Poolin, which is the second-largest BTC mining pool, is leveraging its hash rate power to debut an ERC-20 token that will enable users to engage in yield farming and its primary activity, proof-of-work mining. The token, which is dubbed pBTC35A, is backed by Poolin’s BTC has rate capacity. One unit represents 1 terahash second (TH/s) owned by Poolin, given a power efficiency of 35 Joule per terahash.
As the DeFi ecosystem grows, crypto stakeholders from various niches are further developing in the nascent ecosystem. Poolin’s debut into this niche will see the Bitcoin mining pool join other DeFi contributors working on scalable solutions to increase participation. It has since launched a protocol known as ‘Mars,’ which will facilitate the connection between its proof-of-work ecosystem and DeFi.

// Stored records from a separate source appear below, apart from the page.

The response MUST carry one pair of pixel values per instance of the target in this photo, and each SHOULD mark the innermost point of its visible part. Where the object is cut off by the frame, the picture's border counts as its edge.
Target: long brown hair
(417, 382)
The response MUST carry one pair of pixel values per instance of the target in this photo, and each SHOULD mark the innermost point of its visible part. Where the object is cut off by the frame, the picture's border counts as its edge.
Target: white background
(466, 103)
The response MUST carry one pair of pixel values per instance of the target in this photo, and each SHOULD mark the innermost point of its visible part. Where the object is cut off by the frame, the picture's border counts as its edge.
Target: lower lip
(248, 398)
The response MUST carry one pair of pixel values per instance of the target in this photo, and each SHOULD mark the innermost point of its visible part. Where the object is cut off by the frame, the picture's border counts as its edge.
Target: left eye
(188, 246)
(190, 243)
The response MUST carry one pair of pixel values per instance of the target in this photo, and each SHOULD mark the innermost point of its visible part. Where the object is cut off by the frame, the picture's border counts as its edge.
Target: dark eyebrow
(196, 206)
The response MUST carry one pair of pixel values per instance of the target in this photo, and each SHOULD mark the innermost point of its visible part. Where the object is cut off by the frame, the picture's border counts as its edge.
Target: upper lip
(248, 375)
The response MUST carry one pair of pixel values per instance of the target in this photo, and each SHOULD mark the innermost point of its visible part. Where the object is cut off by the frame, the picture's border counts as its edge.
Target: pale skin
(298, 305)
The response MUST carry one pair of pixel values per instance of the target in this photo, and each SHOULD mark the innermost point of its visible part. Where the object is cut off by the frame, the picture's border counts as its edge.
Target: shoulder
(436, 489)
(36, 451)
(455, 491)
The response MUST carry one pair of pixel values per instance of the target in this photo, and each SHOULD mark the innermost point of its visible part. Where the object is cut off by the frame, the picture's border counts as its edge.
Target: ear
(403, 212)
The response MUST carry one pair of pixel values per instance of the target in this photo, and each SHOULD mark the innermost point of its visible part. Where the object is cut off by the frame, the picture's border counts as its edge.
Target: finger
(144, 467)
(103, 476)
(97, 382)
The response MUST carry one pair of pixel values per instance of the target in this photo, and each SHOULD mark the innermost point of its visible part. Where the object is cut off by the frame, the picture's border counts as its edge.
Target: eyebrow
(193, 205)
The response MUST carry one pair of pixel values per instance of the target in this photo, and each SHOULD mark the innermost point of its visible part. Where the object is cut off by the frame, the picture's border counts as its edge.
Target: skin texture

The Mars protocol has two liquidity pools where interested prospects can stake their pBTC35A tokens and, in turn, earn rewards based on the protocol’s governance token or wBTC. Rewards will be calculated according to the amount of BTC that can be mined with the stipulated hash rate, after the deduction of Poolin’s 2.5% fees and a pre-determined electricity cost.
Poolin Co-founder and CEO, Kevin Pan, expounded on this reward calculation model,
“By setting just two parameters, power efficiency (35 J/TH) and electricity cost ($0.0583/kWh), pBTC35A helps standardize bitcoin hash rate and provides a benchmark for the pricing of bitcoin ASIC miners in the future … Since the power efficiency ratio and electricity cost are given, it’s also more transparent to calculate the corresponding mining results on chain [compared to traditional cloud mining].”
The BTC mining pool said that they are currently selling 50,000 TH/s worth of computing power, translating to 50,000 pBTC35A tokens. So far, over 8,500 tokens have already been acquired; interested prospects can purchase these ERC-20 tokens from Poolin directly or trade the USDT pair on Uniswap, which is now trading at $101 as of press time.